Fama posited what has come to be called the efficient markets hypothesis. According to Fama: “An efficient market is a market that is efficient in processing information. The prices of securities at any time are based on correct evaluation of all information available at that time. In an efficient capital market, prices fully reflect available information.” Financial markets work well.
Shiller is the leading developer the field known as behavioral finance.

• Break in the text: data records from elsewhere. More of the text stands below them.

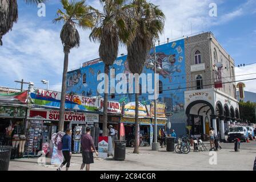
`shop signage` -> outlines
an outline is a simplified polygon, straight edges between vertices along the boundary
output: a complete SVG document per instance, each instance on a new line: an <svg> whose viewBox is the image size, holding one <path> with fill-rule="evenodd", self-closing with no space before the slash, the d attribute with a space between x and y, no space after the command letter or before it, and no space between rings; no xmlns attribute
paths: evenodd
<svg viewBox="0 0 256 182"><path fill-rule="evenodd" d="M109 148L109 139L107 136L99 136L99 144L98 151L99 158L106 159L107 158L107 150Z"/></svg>
<svg viewBox="0 0 256 182"><path fill-rule="evenodd" d="M58 121L59 111L56 110L29 110L28 119L45 119L47 121ZM82 121L90 122L98 122L98 114L85 113L73 111L65 111L64 120L65 121Z"/></svg>
<svg viewBox="0 0 256 182"><path fill-rule="evenodd" d="M151 120L150 118L139 118L139 125L149 125L151 123ZM130 123L134 124L135 123L135 118L125 118L122 117L121 122L125 123Z"/></svg>
<svg viewBox="0 0 256 182"><path fill-rule="evenodd" d="M155 113L155 104L152 102L150 105L150 116L154 117ZM157 103L157 117L158 118L165 118L165 104Z"/></svg>
<svg viewBox="0 0 256 182"><path fill-rule="evenodd" d="M152 122L152 125L154 125L155 121L154 121L154 120L153 120L153 121L154 121L154 122ZM166 125L166 120L157 119L157 125L161 125L161 126L165 125Z"/></svg>
<svg viewBox="0 0 256 182"><path fill-rule="evenodd" d="M33 88L30 97L33 104L40 106L59 107L61 106L61 92ZM98 109L98 103L95 98L81 96L65 95L65 108L95 111Z"/></svg>
<svg viewBox="0 0 256 182"><path fill-rule="evenodd" d="M87 66L90 66L91 65L97 64L97 63L100 63L100 62L101 62L101 59L99 58L96 59L94 59L94 60L90 61L83 63L83 67L87 67Z"/></svg>
<svg viewBox="0 0 256 182"><path fill-rule="evenodd" d="M1 117L22 117L26 116L26 108L0 106Z"/></svg>
<svg viewBox="0 0 256 182"><path fill-rule="evenodd" d="M196 100L211 101L212 96L208 92L196 92L185 96L186 101L191 102Z"/></svg>
<svg viewBox="0 0 256 182"><path fill-rule="evenodd" d="M125 105L125 107L123 109L125 115L133 117L135 116L135 102L129 102ZM139 116L148 116L146 106L141 104L139 104Z"/></svg>
<svg viewBox="0 0 256 182"><path fill-rule="evenodd" d="M152 146L152 143L153 142L153 126L152 125L150 125L150 146Z"/></svg>
<svg viewBox="0 0 256 182"><path fill-rule="evenodd" d="M103 115L99 116L99 121L103 122ZM115 116L107 116L107 122L110 123L119 123L120 121L120 117L115 117Z"/></svg>
<svg viewBox="0 0 256 182"><path fill-rule="evenodd" d="M101 111L103 113L104 100L99 100ZM121 114L120 103L118 102L107 101L107 112L109 113Z"/></svg>

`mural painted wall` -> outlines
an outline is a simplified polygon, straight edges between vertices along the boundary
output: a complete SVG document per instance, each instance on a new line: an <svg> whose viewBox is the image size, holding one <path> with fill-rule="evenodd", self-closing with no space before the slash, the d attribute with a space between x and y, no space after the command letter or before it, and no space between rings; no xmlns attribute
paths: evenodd
<svg viewBox="0 0 256 182"><path fill-rule="evenodd" d="M173 113L173 122L185 122L184 91L186 88L186 72L184 40L179 40L156 47L157 59L160 63L162 70L158 72L159 80L162 84L162 93L159 94L159 101L165 103L166 111ZM154 50L151 49L149 55L145 66L143 70L144 73L154 73L154 68L149 67L150 59L154 59ZM123 73L127 75L130 73L127 56L118 57L114 64L110 68L110 75ZM104 64L96 59L83 64L83 67L68 72L67 93L71 92L75 94L86 97L97 96L97 86L101 81L97 81L97 75L104 73ZM128 78L128 77L127 77ZM129 82L129 79L128 80ZM154 77L152 77L154 80ZM153 81L154 82L154 81ZM117 82L115 82L115 84ZM143 89L147 84L141 83ZM154 88L154 83L153 88ZM128 88L128 86L127 86ZM110 86L109 86L110 89ZM101 95L103 96L103 94ZM135 101L134 94L115 94L114 98L110 100L127 103ZM141 101L148 101L148 93L142 93L139 96Z"/></svg>

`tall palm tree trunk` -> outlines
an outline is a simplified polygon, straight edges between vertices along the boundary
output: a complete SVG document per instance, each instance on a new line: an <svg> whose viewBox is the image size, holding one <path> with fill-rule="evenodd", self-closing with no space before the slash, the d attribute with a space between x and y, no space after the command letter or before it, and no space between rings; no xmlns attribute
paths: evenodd
<svg viewBox="0 0 256 182"><path fill-rule="evenodd" d="M64 131L64 116L65 111L66 89L67 88L67 72L69 65L69 49L64 48L64 65L62 75L62 86L61 88L61 108L59 109L59 131Z"/></svg>
<svg viewBox="0 0 256 182"><path fill-rule="evenodd" d="M139 93L136 93L135 94L135 146L133 153L139 154L139 133L138 132L139 130Z"/></svg>
<svg viewBox="0 0 256 182"><path fill-rule="evenodd" d="M107 99L109 96L109 66L105 64L104 72L107 77L105 78L105 92L104 92L104 103L103 108L103 135L104 136L107 136L109 134L107 132ZM106 89L107 88L107 89Z"/></svg>

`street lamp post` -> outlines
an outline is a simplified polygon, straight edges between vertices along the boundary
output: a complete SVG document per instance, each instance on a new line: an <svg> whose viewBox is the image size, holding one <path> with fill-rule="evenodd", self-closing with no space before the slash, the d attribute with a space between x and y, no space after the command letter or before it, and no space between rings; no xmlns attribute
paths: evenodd
<svg viewBox="0 0 256 182"><path fill-rule="evenodd" d="M159 143L157 142L157 71L160 71L162 70L161 67L160 67L159 63L157 61L157 55L155 51L155 45L154 48L154 60L151 60L151 61L149 63L149 67L150 68L153 68L154 67L154 142L152 143L152 150L154 151L158 151ZM152 63L154 61L155 64Z"/></svg>
<svg viewBox="0 0 256 182"><path fill-rule="evenodd" d="M49 80L42 80L41 82L43 82L44 84L47 84L47 89L49 89Z"/></svg>

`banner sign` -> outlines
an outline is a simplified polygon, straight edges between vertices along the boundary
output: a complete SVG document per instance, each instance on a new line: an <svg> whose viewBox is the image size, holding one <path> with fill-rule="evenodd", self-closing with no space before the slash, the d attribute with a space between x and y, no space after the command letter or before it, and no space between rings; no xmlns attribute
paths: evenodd
<svg viewBox="0 0 256 182"><path fill-rule="evenodd" d="M139 118L139 125L150 125L151 123L151 119L150 118ZM134 124L135 118L122 117L120 122L124 123Z"/></svg>
<svg viewBox="0 0 256 182"><path fill-rule="evenodd" d="M101 106L101 111L103 113L104 100L99 100L100 102L99 105ZM107 101L107 113L115 113L115 114L121 114L121 108L120 106L120 103L118 102L114 102L109 101Z"/></svg>
<svg viewBox="0 0 256 182"><path fill-rule="evenodd" d="M0 106L0 117L26 117L26 108Z"/></svg>
<svg viewBox="0 0 256 182"><path fill-rule="evenodd" d="M150 125L150 146L152 146L152 143L153 142L153 126L152 125Z"/></svg>
<svg viewBox="0 0 256 182"><path fill-rule="evenodd" d="M59 107L61 106L61 92L33 88L30 97L35 105ZM65 108L88 111L98 110L98 102L95 98L81 96L65 95Z"/></svg>
<svg viewBox="0 0 256 182"><path fill-rule="evenodd" d="M48 121L58 121L59 111L56 110L29 110L27 119L43 119ZM85 113L74 111L65 111L64 121L82 121L86 122L98 122L99 114Z"/></svg>
<svg viewBox="0 0 256 182"><path fill-rule="evenodd" d="M98 147L99 158L103 159L107 158L108 142L109 139L107 136L99 136L99 144Z"/></svg>
<svg viewBox="0 0 256 182"><path fill-rule="evenodd" d="M155 113L155 104L152 102L150 105L150 116L154 117ZM157 103L157 117L158 118L165 118L165 104Z"/></svg>
<svg viewBox="0 0 256 182"><path fill-rule="evenodd" d="M124 115L135 117L135 102L129 102L125 105L123 109ZM146 106L139 104L139 117L148 116Z"/></svg>

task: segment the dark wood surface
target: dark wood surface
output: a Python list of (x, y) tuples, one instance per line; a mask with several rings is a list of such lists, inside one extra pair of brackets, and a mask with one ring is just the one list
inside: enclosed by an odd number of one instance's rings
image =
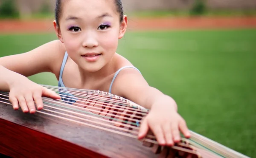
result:
[(1, 103), (0, 113), (0, 151), (14, 158), (157, 157), (135, 138)]

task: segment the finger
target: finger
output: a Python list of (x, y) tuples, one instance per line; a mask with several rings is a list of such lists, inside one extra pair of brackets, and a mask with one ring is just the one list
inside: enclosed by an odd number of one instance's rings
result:
[(35, 102), (33, 99), (32, 96), (31, 94), (27, 95), (25, 97), (25, 99), (30, 113), (35, 113)]
[(157, 140), (160, 145), (165, 145), (166, 141), (164, 140), (163, 130), (160, 125), (155, 125), (151, 127), (152, 132), (157, 138)]
[(173, 145), (171, 124), (169, 123), (165, 124), (163, 126), (163, 129), (167, 145), (169, 146)]
[(61, 99), (61, 97), (55, 92), (42, 87), (42, 96), (52, 99)]
[(44, 104), (43, 104), (43, 99), (42, 99), (41, 94), (40, 93), (36, 92), (33, 95), (34, 100), (35, 103), (38, 110), (40, 110), (43, 109)]
[(184, 120), (182, 120), (180, 121), (179, 124), (179, 128), (180, 130), (180, 131), (184, 136), (186, 138), (190, 137), (191, 135), (189, 128), (186, 125), (186, 122)]
[(25, 98), (22, 96), (20, 96), (18, 98), (18, 102), (21, 108), (21, 110), (24, 113), (27, 113), (29, 112), (29, 109), (27, 106)]
[(178, 124), (172, 123), (171, 126), (173, 140), (175, 143), (177, 143), (180, 141), (180, 135)]
[(12, 104), (13, 109), (17, 110), (19, 109), (19, 103), (17, 99), (14, 96), (10, 96), (9, 98), (10, 102)]
[(147, 119), (145, 119), (143, 120), (142, 121), (140, 127), (140, 130), (139, 130), (139, 136), (138, 138), (139, 139), (141, 139), (145, 137), (148, 133), (149, 128)]

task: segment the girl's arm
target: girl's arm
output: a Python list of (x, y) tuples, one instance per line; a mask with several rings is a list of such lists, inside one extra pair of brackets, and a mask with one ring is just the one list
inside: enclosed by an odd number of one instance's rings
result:
[(58, 74), (65, 48), (59, 40), (44, 44), (31, 51), (0, 58), (0, 65), (26, 77), (43, 72)]
[(112, 93), (150, 109), (140, 125), (139, 139), (145, 136), (149, 128), (162, 145), (172, 146), (180, 141), (180, 130), (185, 137), (190, 137), (185, 120), (177, 113), (175, 102), (149, 86), (137, 70), (121, 71), (113, 84)]
[(50, 42), (30, 51), (0, 58), (0, 90), (10, 91), (13, 108), (19, 104), (24, 113), (43, 108), (42, 96), (60, 99), (55, 92), (32, 82), (26, 77), (43, 72), (58, 76), (65, 49), (58, 40)]

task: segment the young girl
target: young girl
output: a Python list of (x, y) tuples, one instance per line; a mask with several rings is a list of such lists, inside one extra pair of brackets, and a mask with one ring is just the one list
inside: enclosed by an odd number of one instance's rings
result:
[[(26, 77), (50, 72), (60, 86), (99, 90), (150, 109), (139, 139), (149, 128), (162, 145), (190, 133), (175, 101), (148, 85), (140, 71), (116, 52), (127, 26), (121, 0), (57, 0), (53, 24), (58, 40), (25, 53), (0, 58), (0, 90), (9, 91), (14, 109), (24, 113), (43, 108), (42, 96), (60, 99)], [(145, 26), (146, 27), (146, 26)]]

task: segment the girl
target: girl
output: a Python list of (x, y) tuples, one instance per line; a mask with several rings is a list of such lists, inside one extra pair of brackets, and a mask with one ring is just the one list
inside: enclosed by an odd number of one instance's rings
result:
[(139, 71), (116, 52), (127, 26), (121, 0), (57, 0), (53, 22), (58, 40), (30, 51), (0, 58), (0, 90), (8, 91), (14, 109), (24, 113), (43, 108), (42, 96), (60, 99), (26, 77), (53, 73), (60, 86), (99, 90), (151, 110), (138, 138), (151, 129), (162, 145), (189, 138), (175, 101), (150, 87)]

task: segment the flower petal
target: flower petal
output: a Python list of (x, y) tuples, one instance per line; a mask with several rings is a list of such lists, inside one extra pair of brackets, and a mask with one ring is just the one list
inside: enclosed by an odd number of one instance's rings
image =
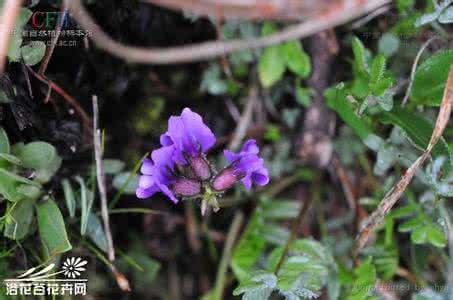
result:
[(148, 175), (142, 175), (140, 176), (138, 180), (138, 186), (141, 187), (142, 189), (148, 189), (155, 185), (154, 177), (153, 176), (148, 176)]
[(245, 142), (244, 146), (242, 146), (241, 153), (242, 152), (247, 152), (249, 154), (258, 154), (260, 152), (260, 149), (256, 145), (255, 140), (248, 140)]
[(153, 162), (148, 159), (148, 158), (145, 158), (143, 160), (143, 164), (142, 164), (142, 167), (140, 169), (140, 171), (145, 174), (145, 175), (152, 175), (153, 174)]
[(135, 191), (135, 195), (137, 196), (137, 198), (146, 199), (146, 198), (149, 198), (149, 197), (151, 197), (152, 195), (154, 195), (156, 192), (157, 192), (157, 189), (152, 189), (152, 188), (143, 189), (143, 188), (140, 188), (140, 187), (139, 187), (139, 188)]
[(190, 108), (184, 108), (181, 114), (182, 122), (186, 128), (186, 134), (190, 136), (192, 142), (198, 143), (201, 146), (201, 151), (205, 153), (216, 142), (214, 133), (203, 123), (203, 119), (197, 113), (194, 113)]

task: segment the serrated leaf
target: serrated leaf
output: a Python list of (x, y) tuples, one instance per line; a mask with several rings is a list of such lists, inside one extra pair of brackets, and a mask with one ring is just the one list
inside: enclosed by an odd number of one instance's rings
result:
[(261, 251), (266, 246), (266, 240), (257, 233), (262, 224), (263, 218), (255, 211), (233, 251), (231, 268), (239, 282), (248, 277), (253, 265), (260, 257)]
[(439, 51), (426, 59), (415, 72), (412, 101), (439, 106), (452, 64), (453, 50)]
[(299, 41), (290, 41), (283, 44), (286, 66), (290, 71), (306, 78), (311, 72), (310, 56), (303, 50)]
[(361, 139), (366, 139), (372, 133), (369, 123), (355, 114), (343, 90), (329, 88), (324, 92), (324, 95), (327, 99), (327, 106), (336, 111), (340, 118), (354, 129)]
[[(434, 126), (424, 117), (401, 107), (394, 107), (392, 111), (383, 113), (381, 121), (400, 127), (420, 149), (426, 149), (434, 130)], [(449, 163), (446, 165), (447, 169), (450, 168), (451, 153), (443, 138), (434, 146), (432, 153), (434, 157), (448, 157)]]
[(36, 205), (38, 229), (45, 253), (54, 257), (72, 249), (60, 209), (53, 200)]
[(271, 87), (283, 77), (285, 62), (282, 46), (270, 46), (263, 50), (258, 61), (258, 76), (264, 87)]

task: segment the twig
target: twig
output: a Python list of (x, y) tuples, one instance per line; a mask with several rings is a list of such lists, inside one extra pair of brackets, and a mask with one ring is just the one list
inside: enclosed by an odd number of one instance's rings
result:
[(437, 116), (436, 125), (431, 135), (430, 142), (423, 154), (406, 170), (400, 181), (385, 195), (379, 206), (368, 218), (367, 223), (359, 232), (353, 247), (353, 256), (357, 257), (359, 251), (376, 227), (378, 227), (390, 209), (395, 205), (403, 194), (406, 187), (412, 180), (417, 169), (430, 157), (431, 151), (436, 145), (450, 119), (451, 107), (453, 105), (453, 66), (450, 67), (447, 84), (445, 85), (444, 96)]
[(21, 5), (22, 0), (6, 0), (3, 3), (3, 7), (0, 7), (2, 12), (0, 16), (0, 75), (3, 74), (5, 69), (11, 36), (20, 34), (20, 32), (14, 32), (14, 25)]
[(100, 261), (102, 261), (113, 273), (113, 276), (115, 276), (116, 283), (118, 286), (121, 288), (122, 291), (124, 292), (130, 292), (131, 287), (129, 285), (129, 281), (127, 280), (126, 276), (124, 276), (123, 273), (119, 272), (115, 265), (111, 263), (98, 249), (96, 249), (95, 246), (91, 245), (88, 241), (85, 239), (80, 239), (80, 244), (86, 246), (90, 251), (92, 251)]
[(330, 8), (341, 6), (346, 1), (330, 0), (313, 3), (287, 0), (147, 0), (147, 2), (216, 18), (301, 20), (327, 13)]
[(99, 129), (99, 106), (98, 98), (93, 95), (93, 143), (94, 157), (96, 160), (96, 178), (98, 182), (99, 195), (101, 196), (101, 216), (104, 222), (105, 236), (107, 238), (107, 248), (109, 260), (115, 261), (115, 248), (113, 248), (112, 231), (110, 230), (109, 211), (107, 206), (107, 189), (105, 187), (104, 164), (102, 161), (102, 142), (101, 130)]
[[(74, 110), (77, 112), (77, 114), (80, 116), (82, 119), (83, 126), (85, 129), (91, 133), (91, 118), (88, 116), (88, 114), (83, 110), (82, 106), (79, 104), (79, 102), (69, 95), (63, 88), (61, 88), (58, 84), (53, 82), (52, 80), (48, 79), (44, 75), (39, 75), (36, 73), (32, 68), (28, 67), (28, 70), (41, 82), (44, 82), (47, 84), (51, 89), (53, 89), (55, 92), (57, 92), (60, 96), (63, 97), (63, 99), (66, 100), (72, 107), (74, 107)], [(48, 97), (46, 96), (46, 99)]]
[(325, 168), (332, 158), (332, 136), (335, 129), (335, 115), (330, 111), (323, 97), (332, 74), (331, 63), (338, 53), (338, 42), (333, 30), (326, 30), (310, 39), (308, 45), (312, 57), (312, 73), (307, 80), (308, 87), (315, 91), (313, 104), (304, 116), (303, 132), (300, 134), (298, 155), (305, 161)]
[(246, 135), (247, 129), (250, 127), (250, 123), (252, 122), (253, 108), (255, 107), (257, 100), (256, 88), (252, 87), (250, 95), (247, 97), (247, 105), (245, 106), (244, 112), (239, 119), (236, 130), (234, 131), (233, 139), (228, 145), (228, 149), (236, 150), (239, 148), (239, 145), (241, 144), (241, 141)]
[(55, 28), (55, 36), (52, 37), (50, 41), (50, 47), (46, 50), (46, 55), (39, 66), (38, 74), (44, 75), (47, 70), (47, 66), (49, 65), (50, 58), (52, 57), (53, 51), (55, 50), (55, 46), (57, 45), (58, 39), (60, 38), (61, 29), (63, 28), (63, 24), (65, 22), (66, 13), (68, 11), (68, 1), (65, 0), (61, 4), (60, 12), (61, 14), (58, 16), (57, 26)]
[(225, 278), (228, 265), (230, 263), (231, 254), (233, 251), (234, 242), (239, 235), (239, 230), (241, 229), (242, 222), (244, 221), (244, 215), (242, 212), (238, 211), (233, 218), (231, 223), (230, 230), (228, 231), (227, 240), (223, 247), (222, 258), (220, 260), (219, 268), (217, 269), (217, 277), (214, 286), (213, 300), (223, 299), (223, 290), (225, 288)]
[(390, 9), (390, 5), (385, 5), (385, 6), (379, 7), (375, 11), (371, 12), (369, 15), (367, 15), (367, 16), (365, 16), (365, 17), (363, 17), (363, 18), (361, 18), (361, 19), (359, 19), (357, 21), (355, 21), (351, 25), (351, 28), (352, 29), (357, 29), (359, 27), (362, 27), (363, 25), (365, 25), (366, 23), (370, 22), (371, 20), (373, 20), (377, 16), (386, 13), (389, 9)]
[(189, 246), (194, 254), (199, 254), (201, 249), (200, 232), (192, 209), (192, 202), (184, 203), (186, 214), (186, 233)]
[(286, 255), (288, 254), (289, 247), (293, 243), (294, 239), (297, 236), (297, 231), (302, 225), (302, 222), (305, 220), (304, 216), (307, 213), (308, 209), (310, 208), (312, 201), (312, 197), (308, 197), (307, 200), (304, 201), (304, 204), (301, 206), (299, 210), (299, 214), (297, 215), (297, 218), (294, 220), (293, 225), (291, 227), (291, 233), (289, 234), (289, 238), (286, 241), (285, 248), (283, 249), (282, 255), (280, 256), (277, 266), (275, 267), (274, 274), (278, 275), (278, 272), (280, 271), (280, 268), (283, 265), (283, 262), (285, 261)]
[(429, 46), (429, 44), (431, 44), (434, 40), (437, 40), (438, 38), (439, 37), (437, 37), (437, 36), (430, 38), (420, 47), (420, 50), (418, 50), (417, 56), (415, 57), (414, 63), (412, 64), (411, 78), (409, 80), (409, 85), (407, 87), (406, 94), (404, 95), (401, 106), (406, 105), (407, 100), (409, 100), (409, 96), (410, 96), (411, 90), (412, 90), (412, 85), (414, 84), (415, 71), (417, 70), (417, 65), (418, 65), (418, 61), (420, 60), (420, 57), (422, 56), (425, 49)]
[(332, 158), (332, 165), (335, 171), (335, 174), (338, 176), (340, 180), (341, 187), (343, 189), (344, 195), (346, 200), (348, 201), (349, 208), (356, 210), (357, 209), (357, 199), (355, 193), (352, 188), (351, 181), (349, 180), (349, 176), (346, 173), (343, 165), (341, 164), (337, 155), (334, 155)]
[(265, 37), (245, 40), (213, 41), (169, 48), (132, 47), (114, 41), (91, 18), (83, 7), (81, 0), (72, 0), (69, 10), (80, 26), (90, 32), (92, 40), (100, 49), (129, 62), (176, 64), (209, 60), (234, 51), (261, 48), (288, 40), (303, 38), (344, 24), (389, 2), (390, 0), (355, 0), (354, 7), (342, 7), (342, 9), (328, 16), (321, 15), (298, 25), (289, 26), (285, 30)]

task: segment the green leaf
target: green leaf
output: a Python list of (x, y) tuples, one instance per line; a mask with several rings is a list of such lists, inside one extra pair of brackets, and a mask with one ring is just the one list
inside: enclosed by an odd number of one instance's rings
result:
[(42, 41), (33, 41), (20, 48), (22, 59), (28, 66), (38, 64), (46, 54), (46, 44)]
[(62, 158), (55, 156), (54, 160), (51, 161), (46, 168), (37, 169), (35, 174), (35, 180), (39, 183), (47, 183), (52, 179), (52, 176), (58, 171), (61, 166)]
[(72, 249), (60, 209), (53, 200), (36, 205), (38, 228), (45, 253), (54, 257)]
[(263, 224), (263, 218), (258, 212), (254, 212), (247, 228), (241, 236), (236, 248), (233, 251), (231, 268), (234, 275), (242, 282), (252, 271), (252, 267), (261, 256), (261, 251), (266, 246), (266, 240), (257, 233)]
[(411, 233), (411, 241), (415, 244), (425, 244), (428, 241), (426, 226), (420, 226)]
[(283, 77), (285, 72), (285, 52), (280, 45), (263, 50), (258, 62), (258, 75), (264, 87), (271, 87)]
[(395, 54), (398, 51), (399, 46), (400, 40), (391, 32), (384, 33), (378, 42), (379, 52), (384, 54), (385, 57), (390, 57)]
[(439, 51), (426, 59), (415, 72), (412, 101), (439, 106), (452, 64), (453, 50)]
[(25, 198), (15, 204), (10, 212), (9, 221), (5, 225), (6, 237), (21, 240), (27, 235), (33, 221), (34, 202), (34, 199)]
[(376, 269), (371, 261), (371, 257), (362, 262), (354, 270), (354, 283), (348, 291), (347, 300), (367, 299), (370, 291), (373, 290), (376, 281)]
[(10, 146), (8, 135), (6, 134), (3, 127), (0, 127), (0, 153), (9, 154)]
[(297, 216), (300, 203), (281, 199), (262, 200), (262, 213), (268, 220), (293, 219)]
[(105, 236), (104, 227), (99, 218), (91, 213), (88, 217), (86, 235), (104, 252), (107, 252), (107, 237)]
[(411, 232), (418, 227), (423, 226), (423, 218), (419, 215), (401, 223), (398, 226), (398, 231), (399, 232)]
[(117, 190), (121, 190), (124, 187), (125, 194), (135, 195), (135, 190), (138, 186), (138, 176), (131, 174), (131, 172), (119, 173), (113, 178), (112, 184)]
[(268, 299), (272, 291), (277, 287), (277, 276), (265, 271), (257, 271), (241, 283), (234, 291), (233, 295), (244, 294), (243, 300)]
[(11, 154), (0, 153), (0, 160), (7, 161), (7, 162), (12, 163), (13, 165), (17, 165), (17, 166), (22, 165), (22, 161), (19, 158), (17, 158), (16, 156), (11, 155)]
[(382, 54), (376, 55), (371, 63), (370, 69), (370, 84), (375, 85), (379, 83), (384, 77), (386, 59)]
[(46, 142), (26, 144), (17, 155), (25, 168), (45, 169), (57, 157), (55, 147)]
[(352, 52), (354, 60), (360, 72), (365, 73), (368, 70), (366, 49), (362, 42), (357, 38), (352, 38)]
[(76, 210), (76, 200), (74, 195), (74, 190), (72, 189), (71, 183), (68, 179), (63, 179), (61, 182), (64, 192), (64, 199), (66, 201), (66, 207), (69, 211), (69, 216), (71, 218), (75, 217), (75, 210)]
[(426, 231), (428, 242), (439, 248), (443, 248), (447, 245), (447, 238), (445, 237), (445, 233), (442, 231), (440, 227), (437, 225), (431, 225), (427, 228)]
[[(384, 112), (381, 116), (381, 121), (400, 127), (420, 149), (426, 149), (434, 130), (434, 126), (424, 117), (401, 107), (394, 107), (392, 111)], [(446, 165), (447, 168), (450, 168), (452, 162), (451, 153), (443, 138), (434, 146), (433, 156), (448, 157), (449, 163)]]
[(365, 119), (359, 118), (349, 101), (346, 99), (344, 90), (337, 88), (328, 88), (324, 95), (327, 99), (327, 106), (338, 113), (340, 118), (348, 124), (355, 133), (361, 138), (366, 139), (372, 133), (370, 125)]
[(311, 72), (310, 56), (302, 49), (299, 41), (290, 41), (283, 44), (286, 66), (302, 78), (308, 77)]

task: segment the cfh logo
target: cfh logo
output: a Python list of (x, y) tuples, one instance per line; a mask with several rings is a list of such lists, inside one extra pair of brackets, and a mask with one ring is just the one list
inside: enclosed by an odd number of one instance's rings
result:
[(35, 29), (53, 29), (59, 19), (62, 19), (62, 29), (71, 26), (72, 21), (67, 11), (36, 11), (31, 16), (31, 24)]
[[(5, 279), (7, 296), (85, 296), (87, 279), (81, 278), (88, 262), (80, 257), (67, 258), (61, 270), (55, 264), (27, 270), (17, 278)], [(58, 278), (62, 274), (64, 278)]]

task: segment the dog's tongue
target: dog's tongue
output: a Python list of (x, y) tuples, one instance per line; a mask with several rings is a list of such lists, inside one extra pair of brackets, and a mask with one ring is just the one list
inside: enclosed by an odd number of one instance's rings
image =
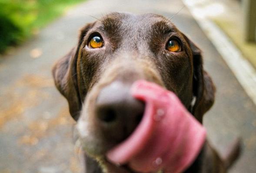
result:
[(203, 147), (206, 130), (173, 93), (139, 80), (131, 94), (146, 103), (143, 118), (128, 138), (110, 150), (108, 159), (142, 173), (181, 173)]

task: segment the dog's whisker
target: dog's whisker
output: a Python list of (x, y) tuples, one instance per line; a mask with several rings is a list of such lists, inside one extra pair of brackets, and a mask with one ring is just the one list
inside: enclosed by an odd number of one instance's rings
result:
[(87, 14), (87, 15), (89, 16), (90, 16), (90, 17), (92, 17), (93, 18), (95, 19), (96, 19), (97, 20), (99, 20), (100, 22), (102, 22), (102, 21), (101, 20), (100, 20), (100, 19), (99, 19), (99, 18), (97, 18), (97, 17), (96, 17), (95, 16), (92, 16), (92, 15), (90, 15), (90, 14)]
[(179, 14), (179, 13), (180, 13), (180, 12), (181, 11), (181, 10), (183, 10), (183, 9), (184, 8), (184, 7), (185, 7), (185, 5), (184, 5), (183, 6), (179, 11), (178, 11), (178, 12), (177, 13), (176, 13), (173, 15), (172, 16), (171, 16), (171, 17), (170, 17), (170, 18), (169, 18), (168, 19), (168, 20), (170, 21), (172, 19), (173, 19), (173, 17), (175, 17), (176, 16), (177, 16), (178, 14)]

As he told the Washington Post: “When I look around I see a lot of foolishness, and I can’t believe it’s not important economically.” In particular, Shiller argues that financial markets don’t work well and are prone to bubbles such as the stock market boom and bust of the late 1990s and the housing market of the 2000s. (Shiller, along with Karl Case of Wellseley College, developed the home price indices that bear his name.)
Hansen, who earned his Ph.D at the University of Minnesota, created statistical techniques that allowed economists to test the Efficient Markets Hypothesis against the data. The method, called Generalized Method of Moments Estimation, quickly became a standard tool in the financial economist’s toolbox.